Once the fungus has depleted its host, it shoots a fungal stalk out of its head. This stalk is a fruiting body that produces fungal spores—which I had mistakenly believed was the caterpillar's horn.
Occurring only at altitudes above 3500 m, which we had passed through while I slept on the bus, these poor, squiggly little fellas (the moth larvae) are sold dried whole, steeped in liquor, or as powders for a variety of medicinal purposes, such as:
- Inflammation
- Kidney health
- Good old-fashioned “male vitality”
We’re almost at our destination when our bus stops, and an old lady boards, holding a compressed gas cylinder and a mystery sack over her shoulder, as if we're all about to climb Everest.

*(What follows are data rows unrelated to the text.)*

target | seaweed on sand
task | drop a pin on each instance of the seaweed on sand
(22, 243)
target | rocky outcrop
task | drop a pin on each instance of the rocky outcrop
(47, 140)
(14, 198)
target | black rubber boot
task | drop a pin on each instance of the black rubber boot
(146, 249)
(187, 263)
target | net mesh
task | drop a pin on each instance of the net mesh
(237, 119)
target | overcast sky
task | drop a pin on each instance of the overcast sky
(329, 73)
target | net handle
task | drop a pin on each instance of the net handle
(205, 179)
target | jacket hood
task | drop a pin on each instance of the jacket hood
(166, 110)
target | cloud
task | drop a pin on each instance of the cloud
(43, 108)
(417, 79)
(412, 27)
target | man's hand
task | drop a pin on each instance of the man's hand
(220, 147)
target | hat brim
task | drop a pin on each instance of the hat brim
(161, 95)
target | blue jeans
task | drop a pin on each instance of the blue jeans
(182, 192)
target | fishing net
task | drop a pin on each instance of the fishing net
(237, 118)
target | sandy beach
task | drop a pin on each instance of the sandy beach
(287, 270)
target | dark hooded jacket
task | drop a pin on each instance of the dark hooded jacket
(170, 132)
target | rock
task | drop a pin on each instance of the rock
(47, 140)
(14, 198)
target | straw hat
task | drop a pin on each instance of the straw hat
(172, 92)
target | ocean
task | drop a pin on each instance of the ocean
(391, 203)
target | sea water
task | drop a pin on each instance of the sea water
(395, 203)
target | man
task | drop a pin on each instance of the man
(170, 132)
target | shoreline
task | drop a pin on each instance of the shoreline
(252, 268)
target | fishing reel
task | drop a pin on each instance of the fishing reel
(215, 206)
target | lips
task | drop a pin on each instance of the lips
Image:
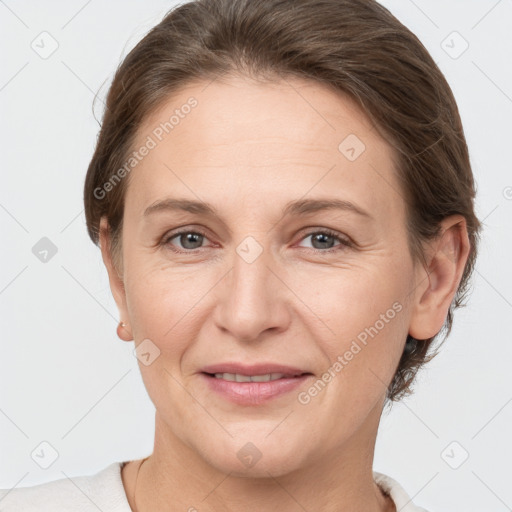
(254, 369)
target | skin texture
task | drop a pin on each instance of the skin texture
(248, 149)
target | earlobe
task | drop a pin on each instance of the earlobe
(437, 283)
(123, 332)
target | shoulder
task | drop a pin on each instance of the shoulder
(103, 490)
(402, 501)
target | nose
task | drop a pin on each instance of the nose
(253, 299)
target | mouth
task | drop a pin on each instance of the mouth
(266, 377)
(253, 385)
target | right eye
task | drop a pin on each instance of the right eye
(189, 240)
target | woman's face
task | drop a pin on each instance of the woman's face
(265, 275)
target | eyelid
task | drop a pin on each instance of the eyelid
(344, 240)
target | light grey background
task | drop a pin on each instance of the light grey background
(66, 379)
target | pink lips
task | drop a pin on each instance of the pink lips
(253, 393)
(254, 369)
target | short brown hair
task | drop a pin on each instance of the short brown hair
(354, 46)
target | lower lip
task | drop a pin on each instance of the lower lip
(253, 393)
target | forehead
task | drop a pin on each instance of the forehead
(281, 140)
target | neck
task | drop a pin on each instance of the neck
(341, 480)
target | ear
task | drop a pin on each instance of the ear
(437, 284)
(116, 280)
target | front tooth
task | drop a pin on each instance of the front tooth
(234, 377)
(261, 378)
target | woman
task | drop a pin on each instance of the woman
(283, 198)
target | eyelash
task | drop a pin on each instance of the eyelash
(344, 242)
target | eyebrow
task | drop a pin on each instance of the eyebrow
(298, 207)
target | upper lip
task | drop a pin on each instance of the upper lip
(253, 369)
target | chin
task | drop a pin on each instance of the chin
(241, 457)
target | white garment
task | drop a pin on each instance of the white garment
(104, 491)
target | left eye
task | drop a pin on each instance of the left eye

She delivers a lecture on the perils of altitude sickness.
Apparently, under no circumstances should you wash your hair, drink alcohol the night before, or sleep on the coach.
Well, I've scored 0 out of 3 on those.
If, heaven forbid, you do any of these, you’re in grave danger of contracting a vague, unspecified ailment.
NOT TO WORRY!
If you have transgressed any of these rules, you can purchase a canister of compressed oxygen or some special medicinal altitude teas from this old lady’s sac magique.
The lecture/sales pitch finishes, and not one passenger has moved a muscle.
Everybody is collectively hoping that, like a T. rex, this woman's vision is based on movement.
It works!
Without so much as a tea-leaf or millibar of oxygen sold, this sales Cerberus grants us passage, and we power towards our final destination.
The sights of Huánglóng Valley. 黄龙
I’m a lofty 4000 m above sea level.
An 8-minute cable car ride whizzed me the last 500 m up the mountainside.
In front of me is one of the most fantastic valleys I have ever set eyes upon.
The limestone-rich slope is bright yellow and has the approximate outline of a dragon, hence its name, Huánglóng (黄龙), which literally means "Yellow Dragon."
It's about a kilometre long and surrounded by luscious green, misty peaks.
But the most outstanding feature is the stepped pools of varying shades of blue, green, orange, and red that descend all the way down the slope.
How Yellow Dragon Valley's pools get their colour
The geochemistry that gives the valley its colourful features is quite complex. The exact process is different for each colour, but is basically as follows:
Yellow
As the alkaline groundwater rises to the surface and the sunlight hits it, carbon dioxide escapes, and an incredibly soft, porous calcium carbonate mineral called travertine precipitates.
Blue and green
Colloidal suspensions of travertine also scatter light in the pools, producing a range of greens and blues. The depth of the suspension determines its colour.
Red and orange
A healthy dose of iron oxide and assorted organic matter accounts for the oranges and reds.
Even at this altitude, it is a balmy 12°C and I have to remove my boil-in-the-bag 5XL coat that I purchased at a service station by order of my tour guide—specifically for this visit.
I wonder what his commission was.
Then again, that coat and my surreal sales-tour through the fungus bazaar was more than worth the opportunity to have seen the Yellow Dragon Valley's glowing terraces and staggering natural beauty.